Mülkiyette iki tarafında da kazançlı çıkabileceği bir sistem oluşturmaya çalıştıklarının altını çizen Burcu şunları söyledi:

“Örneğin Leymosunlu Andrea gelip de Dikmen’deki malını eğer alamazsa üzerine bir bardak su içecek değil. Onun karşılığında ya başka bir mal alacak ya da tazminatını alacak.”

“ÇÖZÜMLER, HER İKİ TARAFA DA SUNULACAK”

“Sunulacak çareler sadece eski mülk sahiplerine değil, bugünkü kullanıcılara da sunulacaktır,” diyen Burcu, üzerinde çalıştıkları anlaşmanın içeriğinin her iki tarafı da mağdur etmeyecek şekilde olacağını vurguladı.
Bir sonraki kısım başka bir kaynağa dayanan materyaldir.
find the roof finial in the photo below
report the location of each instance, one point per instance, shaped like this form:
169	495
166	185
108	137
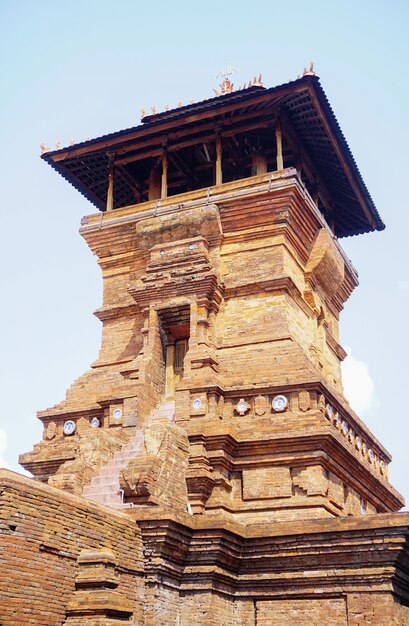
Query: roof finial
310	71
226	86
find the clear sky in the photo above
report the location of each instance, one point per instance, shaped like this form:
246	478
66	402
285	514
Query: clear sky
78	69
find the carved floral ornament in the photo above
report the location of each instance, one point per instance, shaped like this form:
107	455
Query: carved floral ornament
354	439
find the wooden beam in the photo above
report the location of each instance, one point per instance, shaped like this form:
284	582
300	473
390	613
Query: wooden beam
305	160
279	142
219	171
268	97
195	141
110	192
164	181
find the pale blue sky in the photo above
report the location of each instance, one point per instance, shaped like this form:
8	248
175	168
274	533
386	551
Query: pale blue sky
78	69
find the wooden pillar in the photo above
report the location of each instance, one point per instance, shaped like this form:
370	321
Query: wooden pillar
219	172
170	379
279	142
110	192
164	184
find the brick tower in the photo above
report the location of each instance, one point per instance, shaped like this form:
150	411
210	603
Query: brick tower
213	422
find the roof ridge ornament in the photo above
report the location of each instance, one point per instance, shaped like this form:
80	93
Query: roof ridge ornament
309	72
226	86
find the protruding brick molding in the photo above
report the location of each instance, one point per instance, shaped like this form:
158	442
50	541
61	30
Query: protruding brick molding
96	600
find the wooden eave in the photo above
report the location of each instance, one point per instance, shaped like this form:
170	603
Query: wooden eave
305	106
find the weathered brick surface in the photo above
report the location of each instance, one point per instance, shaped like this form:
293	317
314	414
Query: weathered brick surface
42	533
250	493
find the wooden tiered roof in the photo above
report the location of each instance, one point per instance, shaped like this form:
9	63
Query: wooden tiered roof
243	119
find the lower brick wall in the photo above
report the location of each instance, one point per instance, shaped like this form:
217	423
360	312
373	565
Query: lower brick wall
42	532
52	542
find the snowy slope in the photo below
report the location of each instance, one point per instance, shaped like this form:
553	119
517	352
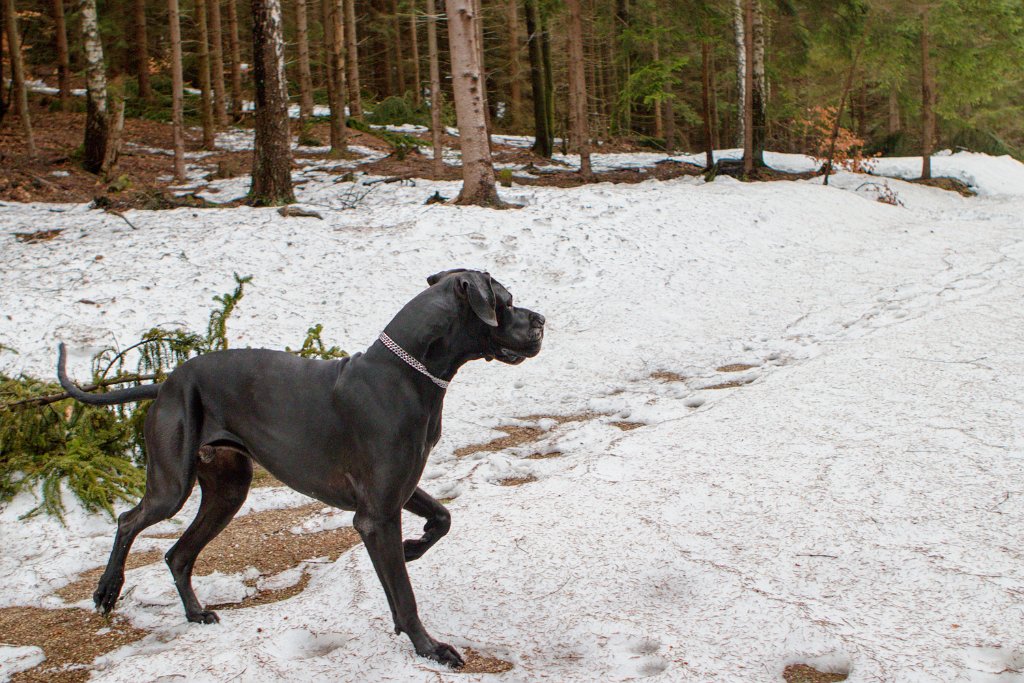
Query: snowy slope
858	504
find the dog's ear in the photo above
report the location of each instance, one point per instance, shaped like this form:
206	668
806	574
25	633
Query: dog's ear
476	288
438	276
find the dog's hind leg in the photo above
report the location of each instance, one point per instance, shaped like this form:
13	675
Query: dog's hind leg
438	519
224	475
169	479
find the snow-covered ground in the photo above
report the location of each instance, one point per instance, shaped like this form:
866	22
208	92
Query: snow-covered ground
858	505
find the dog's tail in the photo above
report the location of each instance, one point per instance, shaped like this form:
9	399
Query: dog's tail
143	392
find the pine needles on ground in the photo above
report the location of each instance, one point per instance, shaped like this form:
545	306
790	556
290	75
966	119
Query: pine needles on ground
97	452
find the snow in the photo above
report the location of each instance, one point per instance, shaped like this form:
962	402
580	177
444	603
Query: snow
856	506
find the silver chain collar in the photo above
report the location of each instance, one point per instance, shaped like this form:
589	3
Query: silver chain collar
410	360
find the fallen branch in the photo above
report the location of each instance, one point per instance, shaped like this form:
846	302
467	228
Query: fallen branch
54	397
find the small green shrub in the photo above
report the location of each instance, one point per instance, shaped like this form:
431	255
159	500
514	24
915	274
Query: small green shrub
48	440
İki taraf arasındaki gelir farkı giderilinceye kadar hem federal bütçeden, hem de AB fonlarından mukayeseli olarak daha çok yararlanmaları gerektiğine işaret eden Barış Burcu, çözümle birlikte kurucu ve federal devletin gelirlerinin artacağını söyledi. 

“ŞU AN TOPLANAN VERGİLER DE ÜRETİLEN HİZMETLER DE KİFAYETSİZ”

Barış Burcu, kişi başına düşen gelirin yükseleceğini, vergilerin gelişeceğini ve taşınmaz mal vergilerinin gözle görülür ve hızlı bir şekilde artacağını kaydetti.

Burcu, toplanan vergilerin vatandaşa hizmet için olduğuna işaret ederek, şu anda ekonomi ve toplanan vergilerin kifayetsiz olmasından dolayı üretilen hizmetin de kifayetsiz olduğunu söyledi.

Vergilerin büyümesiyle standart ve yaşam kalitesinin artacağına dikkat çeken Burcu, gelecekte Kıbrıslı Türklerin de enerji kaynaklarından istifade edeceklerini, bunun da Kıbrıs’a genel anlamda güç kazandıracağını belirtti.

Kıbrıs sorununun çözümüyle adanın genelinin yanısıra etraftaki coğrafyalara  da yeni fırsat pencereleri açılacağını belirten Burcu, çözüm sonrası Kıbrıs’ın Arap ve İsrail yatırımlarını bile  birleştirebileceğini dile getirdi.

Burcu her iki tarafta da askeri harcamaların sona ereceğine de değindi.